How do I extract html content between two elements (Python, BeautifulSoup)-CodePudding

I have stored a text in html format by scraping a website, so it only contains headers and paragraphs.

From my html structured like this:

<h2> header one </h2> 
<p> some text </p>
<p> some more text </p>
<h2> header two </h2>
.
.
<h2> header three </h2>

I need to get separate datasets looking like this:

dataset1:

<h2> header one </h2> 
<p> some text </p>
<p> some more text </p>

dataset2:

<h2> header two </h2> 
<p> some text </p>
<p> some more text </p>

I thought about parsing the content into a text and separate using regex separator but I cannot be sure the text inside the header tags are not also inside the paragraph tags.

Is there any way to store the subsequent data from a given tag up until the next tag of the same type like this?

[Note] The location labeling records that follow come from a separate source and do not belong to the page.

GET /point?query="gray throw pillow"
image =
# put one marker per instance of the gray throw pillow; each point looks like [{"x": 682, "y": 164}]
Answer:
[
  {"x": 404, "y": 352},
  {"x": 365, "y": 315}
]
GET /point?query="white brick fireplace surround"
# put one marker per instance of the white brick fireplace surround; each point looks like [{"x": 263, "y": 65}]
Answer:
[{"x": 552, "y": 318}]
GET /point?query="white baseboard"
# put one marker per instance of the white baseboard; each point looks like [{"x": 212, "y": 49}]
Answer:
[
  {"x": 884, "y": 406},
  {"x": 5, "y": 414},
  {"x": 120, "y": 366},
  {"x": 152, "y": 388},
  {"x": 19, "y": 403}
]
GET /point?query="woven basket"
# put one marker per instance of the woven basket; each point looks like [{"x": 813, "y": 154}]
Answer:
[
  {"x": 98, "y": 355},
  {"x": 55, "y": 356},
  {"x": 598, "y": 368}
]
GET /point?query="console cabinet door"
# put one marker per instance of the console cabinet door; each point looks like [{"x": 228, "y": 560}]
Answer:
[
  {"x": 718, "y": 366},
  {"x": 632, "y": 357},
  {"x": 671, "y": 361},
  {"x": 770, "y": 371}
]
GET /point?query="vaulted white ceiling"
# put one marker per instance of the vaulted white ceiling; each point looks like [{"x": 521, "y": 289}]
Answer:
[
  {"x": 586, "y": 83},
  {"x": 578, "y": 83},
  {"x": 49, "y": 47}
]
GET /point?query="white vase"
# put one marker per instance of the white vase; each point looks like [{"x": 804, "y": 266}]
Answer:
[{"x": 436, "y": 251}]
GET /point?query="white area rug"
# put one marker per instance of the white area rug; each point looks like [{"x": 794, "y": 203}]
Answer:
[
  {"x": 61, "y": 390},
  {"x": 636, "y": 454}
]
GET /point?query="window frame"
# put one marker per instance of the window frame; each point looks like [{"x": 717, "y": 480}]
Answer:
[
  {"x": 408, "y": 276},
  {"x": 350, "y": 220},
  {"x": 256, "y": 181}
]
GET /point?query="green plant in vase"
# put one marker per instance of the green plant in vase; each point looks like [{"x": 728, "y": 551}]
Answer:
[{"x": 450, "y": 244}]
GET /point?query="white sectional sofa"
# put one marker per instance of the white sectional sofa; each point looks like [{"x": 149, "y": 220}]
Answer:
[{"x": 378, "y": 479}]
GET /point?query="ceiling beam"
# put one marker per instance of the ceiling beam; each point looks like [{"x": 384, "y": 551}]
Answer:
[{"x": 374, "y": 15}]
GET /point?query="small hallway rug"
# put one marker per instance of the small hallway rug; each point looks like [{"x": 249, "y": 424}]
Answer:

CodePudding user response：

Not sure if this is the most efficient way, but get all the <h2> tags. Then iterate through those. When you do that, you can get all the .next_siblings and iterate through those. When you hit the next <h2> tag, break that loop. If you get a <p> tag, dump that into a list (or what ever you'd like).

So this will create a list of lists, where each element in the root is your partitioned dataset:

html = '''<h2> header one </h2> 
<p> some text </p>
<p> some more text </p>
<h2> header two </h2>
<p> some text2 </p>
<p> some more text2 </p>
<p> and some more text2 </p>
<h2> header three </h2>
<p> some text3 </p>'''


from bs4 import BeautifulSoup


data = []
soup = BeautifulSoup(html, 'html.parser')
h2s = soup.find_all('h2')

for h2 in h2s:
    temp_data = [h2]
    for tag in h2.next_siblings:
        if tag.name == 'h2':
            break
        elif tag.name == 'p':
            temp_data.append(tag)
            
    data.append(temp_data)

Output:

for item in data:
    print(f'{item}')
[<h2> header one </h2>, <p> some text </p>, <p> some more text </p>]
[<h2> header two </h2>, <p> some text2 </p>, <p> some more text2 </p>, <p> and some more text2 </p>]
[<h2> header three </h2>, <p> some text3 </p>]